Imagine how much easier writing a runtime becomes when you don’t need to care about writing benchmarks or doing something non linear by accident and DoSing your chain in the process.
However, there is one obstacle left that I want to address in this post: We are currently adding another dimension to weight: bandwidth
. Essentially this means the contribution of an extrinsic to the PoV. It is planned to determine a pre-dispatch bandwidth
using benchmarks just as we do for computation (that we want to eliminate with gas metering). This prevents our plan of freeing developers from writing benchmarks. However, there is no need to have a pre-dispatch bandwidth
because we can just add a bandwidth_limit
parameter to an extrinsic and do the metering completely dynamic.

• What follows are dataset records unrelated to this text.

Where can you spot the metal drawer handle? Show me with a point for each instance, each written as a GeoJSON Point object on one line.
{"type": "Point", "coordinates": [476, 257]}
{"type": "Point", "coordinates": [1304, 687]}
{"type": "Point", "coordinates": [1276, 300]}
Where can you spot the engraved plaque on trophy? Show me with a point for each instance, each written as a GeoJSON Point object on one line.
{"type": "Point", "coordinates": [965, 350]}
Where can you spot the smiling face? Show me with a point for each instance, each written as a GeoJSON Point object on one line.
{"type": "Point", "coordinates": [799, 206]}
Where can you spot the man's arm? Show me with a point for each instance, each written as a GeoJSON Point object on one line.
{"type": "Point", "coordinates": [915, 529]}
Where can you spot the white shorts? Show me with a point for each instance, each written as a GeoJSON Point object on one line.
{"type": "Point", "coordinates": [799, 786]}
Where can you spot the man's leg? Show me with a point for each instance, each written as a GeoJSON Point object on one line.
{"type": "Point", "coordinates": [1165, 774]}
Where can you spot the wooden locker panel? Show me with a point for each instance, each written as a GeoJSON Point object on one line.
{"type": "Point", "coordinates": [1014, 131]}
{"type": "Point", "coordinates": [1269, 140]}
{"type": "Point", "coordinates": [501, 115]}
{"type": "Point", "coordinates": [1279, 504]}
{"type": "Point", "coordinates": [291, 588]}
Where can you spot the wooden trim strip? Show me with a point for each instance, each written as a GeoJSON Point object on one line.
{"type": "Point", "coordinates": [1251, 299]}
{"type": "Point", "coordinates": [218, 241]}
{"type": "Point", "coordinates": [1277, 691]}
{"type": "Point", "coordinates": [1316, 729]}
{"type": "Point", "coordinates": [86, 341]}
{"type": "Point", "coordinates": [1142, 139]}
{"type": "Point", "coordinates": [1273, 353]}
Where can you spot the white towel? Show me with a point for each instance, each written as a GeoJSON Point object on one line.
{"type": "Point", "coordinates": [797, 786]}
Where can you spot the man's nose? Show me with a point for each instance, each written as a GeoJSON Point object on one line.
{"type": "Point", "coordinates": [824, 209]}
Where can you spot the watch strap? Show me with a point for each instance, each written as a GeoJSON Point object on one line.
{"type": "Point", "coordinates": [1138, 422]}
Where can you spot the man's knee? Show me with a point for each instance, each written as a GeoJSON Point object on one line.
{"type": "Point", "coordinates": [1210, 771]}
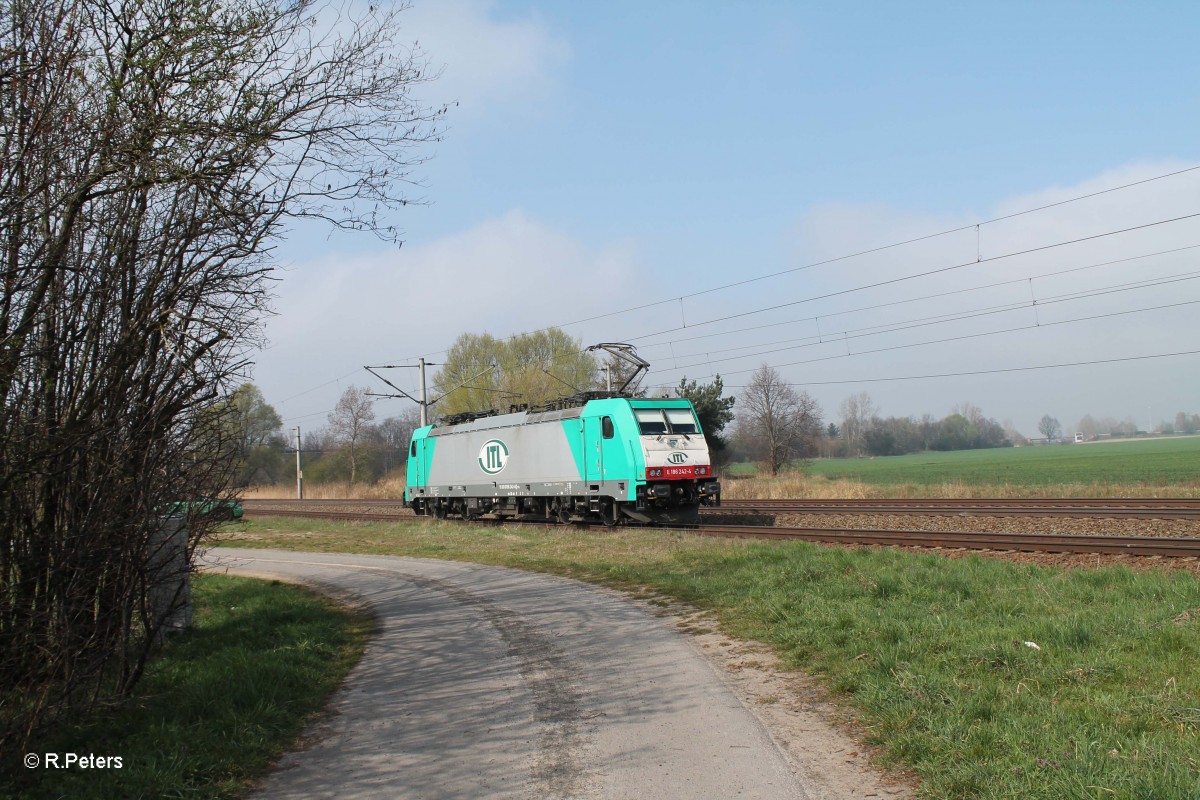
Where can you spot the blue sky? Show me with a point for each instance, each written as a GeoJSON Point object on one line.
{"type": "Point", "coordinates": [609, 156]}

While we need to go to great length to make computation/gas metering low overhead (see the linked post by @pepyakin ) it is much easier for bandwidth and we should not force developers to come up with a pre-dispatch worst case for it. What we can do is the following:
- Have every storage item bounded by
MaxEncodedLen
(we are working on this anyways). - The runtime itself dynamically meters storage accesses whenever an item is read: Before reading
MaxEncodedLen
it used to make sure that we can actually do this read with the remaining limit. It is immediately corrected after reading the value to the real size. A yet better solution would be if our trie would allow reading the size without putting the whole value into the witness. But that is not the case right now. - After the extrinsic is applied we correct the
bandwidth
to the actual value with feedback from the block builderpov_len_1 - pov_len_0
. This will always be lower because it accounts for values already in the witness.
In contrast to computation metering we can do the bandwidth metering completely within the parachains runtime: The size of a PoV is objective and will just be rejected by all relay chain validators if it is too big (parachchain’s runtime doesn’t properly regulate it). Computation on the other hand is subjective when measured by time and therefore gas metering needs to be applied by the (relay chain) client.
tl;dr: We have a chance to get rid of per-extrinsic benchmarks and we should seriously think about taking it. We will still need benchmarks for host functions and wasm instructions but that doesn’t concern runtime developers.